Elizabeth destacou que a internacionalização é central para uma universidade, mas deve ser mais do que enviar e receber alunos. “O ponto central é a mescla com redes globais de produção e circulação de conhecimento.”

Painel sobre pontos críticos, desafios e propostas para a USP, com Luiz Bevilacqua, Adelaide Faljoni-Alario, Renato Janine Ribeiro, Eugênio Bucci e Simon Schwartzman – Foto: Leonor Calasans/IEA-USP

Outro aspecto enfatizado por ela é a necessidade de “ceder parte da autonomia e aceitar uma cogovernança externa”. Para isso, ela propõe a incorporação de um board of trustees [conselho de gestão] que represente setores da sociedade interessados na atuação da universidade. Destaca, no entanto, que esse board “não pode ser só consultivo, mas ter a capacidade de orientar os rumos da universidade, caso contrário a lógica corporativa se torna dominante”.

Para Schwartzman não se deve levar em consideração apenas as universidades de pesquisa como a USP. “Deve-se falar em sistema de ensino superior, que inclui também outros tipos de instituições de ensino, o ensino a distância e outras atividades.” Ele considera que faltou ao documento uma reflexão sobre o papel da USP nesse contexto. “Falou-se da Maria Antonia [sede da Faculdade de Filosofia, Ciências e Letras de 1949 a 1968], mas ninguém mais é Maria Antonia no mundo. Uma universidade moderna tem escolas pesadas de engenharia, tecnologia etc.” E indagou sobre qual deve ser o papel da USP: “Ela é fundamentalmente de pesquisa ou faz também outras coisas?”.

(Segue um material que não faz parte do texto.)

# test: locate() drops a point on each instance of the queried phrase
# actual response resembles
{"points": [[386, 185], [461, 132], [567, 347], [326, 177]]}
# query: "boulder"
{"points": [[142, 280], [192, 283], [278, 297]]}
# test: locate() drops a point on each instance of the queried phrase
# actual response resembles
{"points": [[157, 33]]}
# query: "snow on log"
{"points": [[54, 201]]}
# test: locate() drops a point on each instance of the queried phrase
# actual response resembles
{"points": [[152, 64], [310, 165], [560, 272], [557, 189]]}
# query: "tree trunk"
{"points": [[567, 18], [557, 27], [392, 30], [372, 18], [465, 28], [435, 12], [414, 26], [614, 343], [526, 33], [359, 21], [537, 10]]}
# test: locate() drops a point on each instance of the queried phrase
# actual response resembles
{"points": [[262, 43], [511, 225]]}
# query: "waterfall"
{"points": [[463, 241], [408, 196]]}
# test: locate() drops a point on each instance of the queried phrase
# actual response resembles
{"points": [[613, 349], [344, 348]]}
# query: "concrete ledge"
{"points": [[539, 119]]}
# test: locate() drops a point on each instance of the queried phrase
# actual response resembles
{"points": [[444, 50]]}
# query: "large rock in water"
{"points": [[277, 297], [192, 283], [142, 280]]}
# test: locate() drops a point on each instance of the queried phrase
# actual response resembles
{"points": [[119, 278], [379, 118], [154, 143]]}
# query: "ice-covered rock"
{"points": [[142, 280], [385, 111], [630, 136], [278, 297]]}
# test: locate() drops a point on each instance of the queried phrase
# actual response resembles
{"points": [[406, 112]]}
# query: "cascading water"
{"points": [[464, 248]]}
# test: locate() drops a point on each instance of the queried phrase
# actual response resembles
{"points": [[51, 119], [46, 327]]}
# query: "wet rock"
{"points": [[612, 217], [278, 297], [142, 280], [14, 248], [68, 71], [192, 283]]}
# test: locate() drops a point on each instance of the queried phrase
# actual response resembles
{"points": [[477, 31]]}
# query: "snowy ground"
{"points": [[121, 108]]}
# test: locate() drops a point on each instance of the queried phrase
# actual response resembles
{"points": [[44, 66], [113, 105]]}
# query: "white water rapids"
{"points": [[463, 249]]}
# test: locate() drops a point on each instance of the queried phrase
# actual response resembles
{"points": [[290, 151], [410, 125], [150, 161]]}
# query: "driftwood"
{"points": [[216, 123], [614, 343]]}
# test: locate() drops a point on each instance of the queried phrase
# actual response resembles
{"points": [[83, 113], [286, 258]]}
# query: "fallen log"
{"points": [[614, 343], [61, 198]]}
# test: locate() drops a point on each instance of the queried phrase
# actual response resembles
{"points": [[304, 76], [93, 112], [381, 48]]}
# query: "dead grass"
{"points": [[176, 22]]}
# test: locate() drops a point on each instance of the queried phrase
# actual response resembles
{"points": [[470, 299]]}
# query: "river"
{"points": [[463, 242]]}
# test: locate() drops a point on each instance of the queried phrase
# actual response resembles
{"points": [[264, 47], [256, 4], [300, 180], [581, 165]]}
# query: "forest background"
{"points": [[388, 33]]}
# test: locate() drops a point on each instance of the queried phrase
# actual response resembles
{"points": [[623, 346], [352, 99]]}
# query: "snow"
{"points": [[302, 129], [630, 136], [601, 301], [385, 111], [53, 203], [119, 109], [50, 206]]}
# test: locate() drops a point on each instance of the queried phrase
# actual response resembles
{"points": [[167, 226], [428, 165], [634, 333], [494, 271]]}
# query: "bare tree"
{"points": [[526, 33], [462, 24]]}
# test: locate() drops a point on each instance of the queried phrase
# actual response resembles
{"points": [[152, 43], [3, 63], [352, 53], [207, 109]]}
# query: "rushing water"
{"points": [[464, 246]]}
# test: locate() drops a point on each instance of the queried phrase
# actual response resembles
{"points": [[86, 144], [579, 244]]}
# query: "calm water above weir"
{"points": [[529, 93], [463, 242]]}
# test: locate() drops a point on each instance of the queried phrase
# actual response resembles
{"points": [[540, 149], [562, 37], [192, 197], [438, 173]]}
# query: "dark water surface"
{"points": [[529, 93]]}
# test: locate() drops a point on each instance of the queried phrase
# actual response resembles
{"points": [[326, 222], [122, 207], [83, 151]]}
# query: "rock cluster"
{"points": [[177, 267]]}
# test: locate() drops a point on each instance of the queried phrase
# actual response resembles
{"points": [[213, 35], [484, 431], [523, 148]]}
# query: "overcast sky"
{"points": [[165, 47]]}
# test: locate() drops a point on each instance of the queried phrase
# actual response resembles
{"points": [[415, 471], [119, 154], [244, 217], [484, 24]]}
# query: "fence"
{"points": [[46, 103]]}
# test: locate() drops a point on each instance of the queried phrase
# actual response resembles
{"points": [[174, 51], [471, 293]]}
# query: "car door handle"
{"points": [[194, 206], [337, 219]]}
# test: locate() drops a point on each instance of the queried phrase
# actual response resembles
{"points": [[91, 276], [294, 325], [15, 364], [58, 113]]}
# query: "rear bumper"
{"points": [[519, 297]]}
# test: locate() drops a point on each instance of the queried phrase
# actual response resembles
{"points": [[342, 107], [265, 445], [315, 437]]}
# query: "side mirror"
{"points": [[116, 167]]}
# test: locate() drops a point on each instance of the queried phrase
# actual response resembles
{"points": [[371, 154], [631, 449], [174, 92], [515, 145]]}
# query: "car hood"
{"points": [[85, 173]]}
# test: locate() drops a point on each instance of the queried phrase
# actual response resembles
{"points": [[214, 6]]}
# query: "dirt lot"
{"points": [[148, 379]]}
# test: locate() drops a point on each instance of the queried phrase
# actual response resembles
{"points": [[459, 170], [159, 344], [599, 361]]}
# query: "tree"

“O negócio de uma instituição universitária é o talento”, afirmou Schwartzman. Para fazer uma política direcionado pelo talento “é preciso pagar o que o mercado internacional paga”. Não se deve esquecer, comentou, que universidades como a USP integram o serviço público, “o que torna a política de pessoal extremamente rígida, com um sistema arcaico de seleção via concurso”. Defendeu a adoção de um sistema misto de contratação de pesquisadores, ao qual seria acrescentada a atuação de comitês de busca.

Humanidades

Bucci questionou se “o paradigma da ciência resolve a questão da universidade”. Para ele, é preciso uma instância que reflita sobre a ciência. “Esse lugar talvez seja a filosofia. Ela deve ser incluída quando discutimos indicadores e qualidade da universidade.”

As relações entre ciência e democracia também foram lembradas por ele: “Nosso documento faz menção às pretensões da China em assumir a liderança científica. A ciência é compatível com um regime não democrático? A conduta e o debate científicos prosperam sem democracia?”.

Janine disse que a pergunta de Bucci sobre o papel a ser cobrado da filosofia leva à questão das diferenças próprias das humanidades. “Quando se vê um documento como esse, o caminho para as ciências e engenharias está mais ou menos definido, só faltam ajustes. Mas quando colocamos a questão das ciências humanas, fica complicado.” Para ele, a internacionalização das humanidades é algo mais trabalhoso. “Nelas, não se escreve um paper com 850 palavras. E há o problema da produção na língua local.”

Janine comentou também que “falta atrevimento” à comunidade de ciências humanas, com a carência de perguntas globalizantes para aglutinar pesquisadores. Um exemplo de trabalho com questões desse tipo seria, em sua opinião, investigar como a educação pode ser usada para a redução da desigualdade.